Спиртом протирались части шифровальных машин, стоявших в секретной комнате штаба. Прапорщик, заведовавший этим хозяйством, приносил из дома тройной одеколон, которым и обрабатывались головки аппаратуры. Часть сэкономленной драгоценной жидкости воровали подчиненные прапорщика. Он ругал бойцов, даже занимался рукоприкладством, но вышестоящему начальству, по понятным причинам, о воровстве не докладывал.

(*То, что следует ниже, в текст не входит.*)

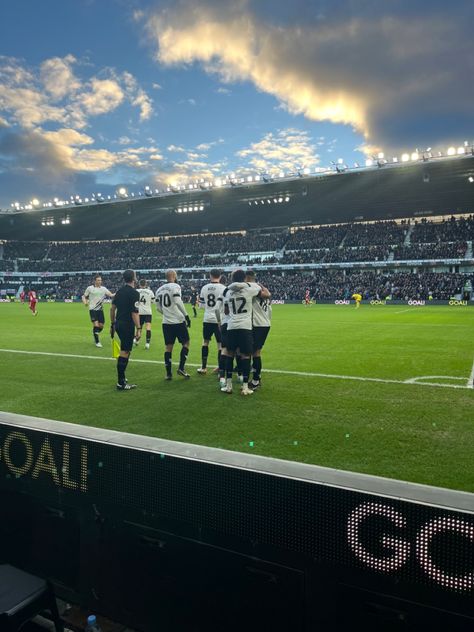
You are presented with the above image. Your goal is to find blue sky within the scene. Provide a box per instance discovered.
[0,0,474,208]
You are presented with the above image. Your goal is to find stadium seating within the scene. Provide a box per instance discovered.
[0,216,474,300]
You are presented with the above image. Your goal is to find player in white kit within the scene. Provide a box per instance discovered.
[82,274,115,348]
[197,269,225,375]
[156,270,191,380]
[133,279,155,349]
[245,270,272,391]
[221,270,270,395]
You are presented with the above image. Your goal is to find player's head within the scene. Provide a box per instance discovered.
[231,268,245,283]
[122,270,137,284]
[209,268,221,282]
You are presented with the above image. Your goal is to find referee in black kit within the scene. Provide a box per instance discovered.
[110,270,142,391]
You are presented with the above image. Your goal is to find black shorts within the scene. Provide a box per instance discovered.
[227,329,253,356]
[202,323,222,342]
[140,314,151,327]
[89,309,105,324]
[115,323,135,352]
[252,327,270,351]
[221,323,229,349]
[163,323,189,345]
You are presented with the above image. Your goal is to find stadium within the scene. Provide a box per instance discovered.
[0,0,474,632]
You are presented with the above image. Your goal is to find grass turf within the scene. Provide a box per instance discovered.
[0,303,474,492]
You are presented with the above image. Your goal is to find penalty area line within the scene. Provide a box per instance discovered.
[0,349,468,389]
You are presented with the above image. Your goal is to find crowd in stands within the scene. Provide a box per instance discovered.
[410,215,474,243]
[393,241,467,260]
[0,216,474,273]
[0,270,466,301]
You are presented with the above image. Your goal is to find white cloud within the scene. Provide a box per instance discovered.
[237,128,319,173]
[76,78,125,116]
[40,55,81,100]
[144,0,474,149]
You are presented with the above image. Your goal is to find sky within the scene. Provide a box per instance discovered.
[0,0,474,209]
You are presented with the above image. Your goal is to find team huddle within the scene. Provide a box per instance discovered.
[82,269,272,395]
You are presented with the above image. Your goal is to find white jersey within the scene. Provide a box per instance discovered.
[226,283,261,331]
[216,287,230,325]
[138,287,155,316]
[199,283,225,323]
[156,283,186,325]
[84,285,110,311]
[252,296,272,327]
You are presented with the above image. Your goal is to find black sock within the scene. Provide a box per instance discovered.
[165,351,171,375]
[240,358,250,384]
[252,356,262,382]
[225,356,234,380]
[201,345,209,369]
[179,347,189,371]
[219,353,227,378]
[117,356,128,384]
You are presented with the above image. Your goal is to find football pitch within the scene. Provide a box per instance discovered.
[0,303,474,492]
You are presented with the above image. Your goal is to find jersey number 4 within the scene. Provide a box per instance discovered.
[229,296,247,314]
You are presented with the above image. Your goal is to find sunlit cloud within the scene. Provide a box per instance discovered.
[141,0,474,147]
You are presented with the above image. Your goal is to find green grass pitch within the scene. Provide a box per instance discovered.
[0,303,474,492]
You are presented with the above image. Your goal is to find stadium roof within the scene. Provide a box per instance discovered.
[0,156,474,241]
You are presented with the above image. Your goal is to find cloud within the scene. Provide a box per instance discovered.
[0,55,153,129]
[237,128,319,173]
[76,78,125,116]
[40,55,81,100]
[146,0,474,147]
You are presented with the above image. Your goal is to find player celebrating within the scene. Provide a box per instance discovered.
[28,290,38,316]
[110,270,141,391]
[156,270,191,380]
[82,274,115,348]
[197,269,225,375]
[245,270,272,390]
[221,269,270,395]
[351,293,362,309]
[133,279,155,349]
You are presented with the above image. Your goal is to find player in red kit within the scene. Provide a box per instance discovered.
[28,290,38,316]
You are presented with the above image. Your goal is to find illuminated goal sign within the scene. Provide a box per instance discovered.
[0,420,474,612]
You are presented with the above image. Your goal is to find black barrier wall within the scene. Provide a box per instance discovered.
[0,413,474,631]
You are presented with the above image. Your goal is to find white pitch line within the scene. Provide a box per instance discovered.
[467,361,474,388]
[0,349,474,389]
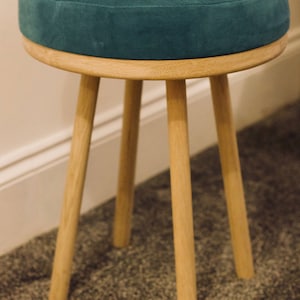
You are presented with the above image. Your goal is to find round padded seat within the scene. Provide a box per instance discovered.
[19,0,289,60]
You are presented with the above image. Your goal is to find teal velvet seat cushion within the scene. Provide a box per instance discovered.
[19,0,289,60]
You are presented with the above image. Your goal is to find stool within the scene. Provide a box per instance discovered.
[19,0,289,300]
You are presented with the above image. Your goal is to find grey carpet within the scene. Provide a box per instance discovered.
[0,102,300,300]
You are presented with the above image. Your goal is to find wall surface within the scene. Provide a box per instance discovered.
[0,0,300,254]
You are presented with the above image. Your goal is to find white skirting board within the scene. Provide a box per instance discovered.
[0,30,300,255]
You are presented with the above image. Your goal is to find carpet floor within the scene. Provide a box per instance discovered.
[0,102,300,300]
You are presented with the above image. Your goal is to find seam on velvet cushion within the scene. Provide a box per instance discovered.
[54,0,260,9]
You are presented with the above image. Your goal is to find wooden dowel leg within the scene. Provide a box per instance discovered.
[167,80,196,300]
[49,75,99,300]
[113,80,143,247]
[210,75,254,279]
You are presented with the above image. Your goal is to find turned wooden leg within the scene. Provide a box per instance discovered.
[113,80,143,247]
[210,75,254,279]
[167,80,197,300]
[49,75,99,300]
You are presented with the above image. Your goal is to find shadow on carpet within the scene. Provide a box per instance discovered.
[0,102,300,300]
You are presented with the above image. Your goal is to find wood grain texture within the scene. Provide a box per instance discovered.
[49,75,99,300]
[24,35,287,80]
[210,75,254,278]
[166,80,197,300]
[113,80,143,247]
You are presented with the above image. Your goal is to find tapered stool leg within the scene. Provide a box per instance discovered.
[113,80,143,247]
[49,75,99,300]
[167,80,197,300]
[210,75,254,279]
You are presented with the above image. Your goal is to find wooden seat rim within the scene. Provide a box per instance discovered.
[23,34,287,80]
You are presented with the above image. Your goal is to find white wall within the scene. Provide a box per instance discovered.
[0,0,300,254]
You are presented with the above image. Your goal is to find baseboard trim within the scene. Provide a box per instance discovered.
[0,30,300,254]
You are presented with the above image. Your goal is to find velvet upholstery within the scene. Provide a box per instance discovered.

– Салаги долбаные. Якорь вам в задницу. На гражданке киряли и здесь пьете. А кто родину защищать будет? Пушкин? – проведя пробу украденного спирта, вопил прапорщик.

Спиртягой секретники делились неохотно, но на дембель каждый хотел отправиться в новом тельнике. Поэтому для Сергея Пономаренко обмен с доплатой прошел без проблем.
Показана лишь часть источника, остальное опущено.